Da die SED das "Volk" für sich gepachtet hatte (Volksarmee, Volkspolizei, Volksstimme) wurde mit dem Ruf "Wir sind das Volk" die führende Rolle der SED direkt angegriffen. Der Montag als Demonstrationstag in der DDR wurde wegen der an diesem Tag stattfindenden SED-Parteiversammlungen gewählt.

Im Konrad-Adenauer-Haus in Bonn stellt am 27.11.1989 der CDU-Generalsekretär Volker Rühe der Presse die Aktion der CDU-Bundesgeschäftsstelle "Wir sind ein Volk!" vor. Die CDU verwendete "Wir sind ein Volk" als Aufkleber und Plakate während des Wahlkampfes. Zunächst wurden runde Buttons ohne Urheberschaft unters Volk gebracht. Erst nach und nach wurde der Urheber CDU erkennbar.

Später wurde von den Medien verbreitet, aus der Parole "Wir sind das Volk" sei die Parole "Wir sind ein Volk" geworden. Als Parolen der Friedlichen Revolution, die auf der auf der in Berlin geplanten "Einheitswippe" angebracht werden sollen wurde "Wir sind das Volk" und "Wir sind ein Volk" ausgewählt. Nicht "Deutschland einig Vaterland".

2002 wurde die Parole "Wir sind das Volk" beim Patentamt als Wortmarke von Christian Führer, Uwe Schwabe und Wolfgang Tiefensee (für die Stadt Leipzig) geschützt. Grund war, Nazis sollten die Parole nicht benutzen dürfen. Auf Antrag wurde 2013 der Patentschutz aufgehoben. Im April 2013 sicherte sich die Partei "WIR SIND DAS VOLK WSDV Deutsche Volkspartei" aus Norderstedt in Schleswig-Holstein die Wortmarke. Im November 2013 wurde dem Antrag der Stadt Leipzig vom Deutschen Patent- und Markenamt in München stattgegeben, die Wortmarke zu löschen. Markenrechte an "Wir sind das Volk" zu erwerben sind nicht möglich.

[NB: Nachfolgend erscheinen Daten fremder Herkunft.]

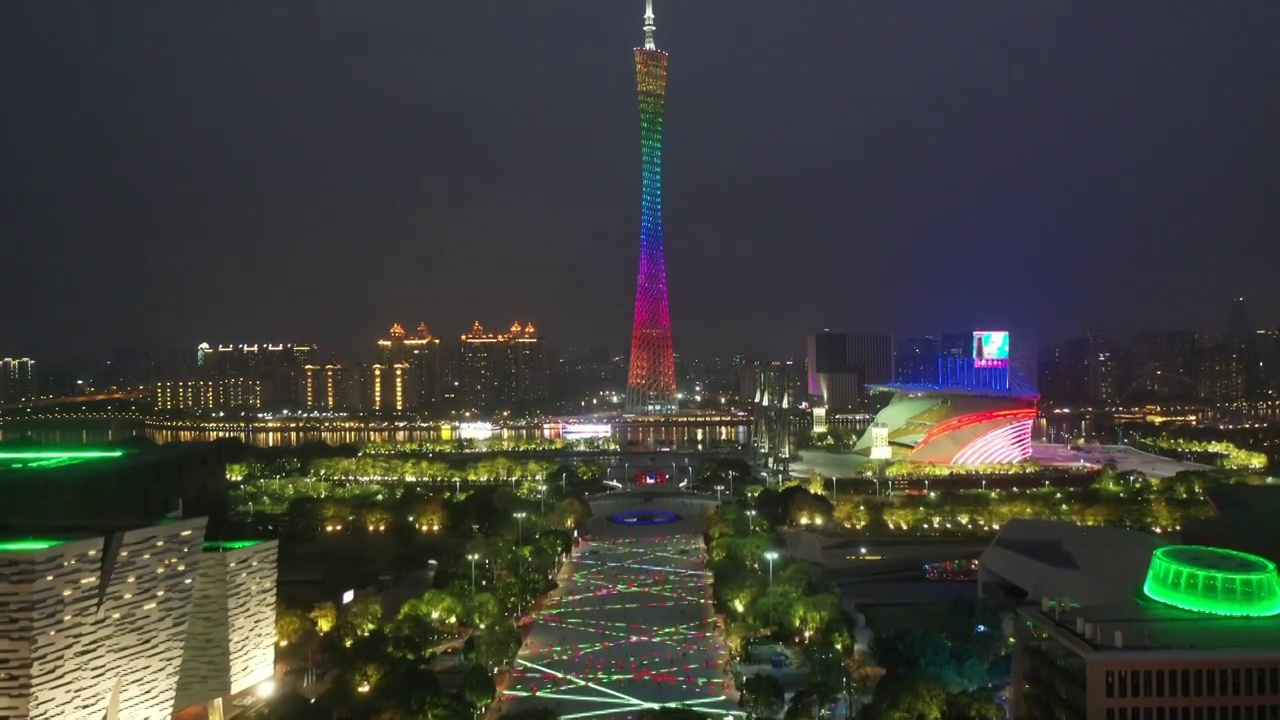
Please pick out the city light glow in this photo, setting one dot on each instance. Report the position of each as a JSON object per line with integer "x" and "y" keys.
{"x": 652, "y": 376}
{"x": 1215, "y": 580}
{"x": 28, "y": 545}
{"x": 59, "y": 454}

Die Parole "Wir sind das Volk" wurde bei vielen Demonstrationen nach 1990 verwendet. So bei den Demos gegen Hartz IV (SGB II), bis zur Pegida-Demo in Dresden. Die Parole "Wir sind das Volk" war eine DDR-spezifische Parole. Später eine lausige Farce.

Bereits im Oktober 1989 wurde in den Grenznahen Kreisen die Problematik der Sperrgebiete auf Diskussionsveranstaltungen aufs Tapet gebracht. Eine Unterschriftensammlung zum "Wegfall des Grenzgebietes" wurde in Linden (Kreis Hildburghausen, Thüringen) gestartet.

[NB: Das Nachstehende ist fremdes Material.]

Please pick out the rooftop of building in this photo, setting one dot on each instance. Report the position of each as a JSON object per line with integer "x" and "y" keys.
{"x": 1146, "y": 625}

Die letzte Strophe des Gedichts von Ferdinand Freiligrath "Trotz Alledem", von Anfang Juni 1848 lautet:

Nur, was zerfällt, vertretet ihr!
Seid Kasten nur, trotz alledem!
Wir sind das Volk, die Menschheit wir
sind ewig drum, trotz alledem!
So kommt denn an, trotz alledem!
Ihr hemmt uns, doch ihr zwingt uns nicht!
Unser die Welt, trotz alledem!

Der Text der DDR-Nationalhymne lautet:

Auferstanden aus Ruinen
Und der Zukunft zugewandt,
Lass uns Dir zum Guten dienen,
Deutschland einig Vaterland.
Alte Not gilt es zu zwingen,
Und wir zwingen sie vereint,
Denn es muss uns doch gelingen,
Dass die Sonne schön wie nie
Über Deutschland scheint.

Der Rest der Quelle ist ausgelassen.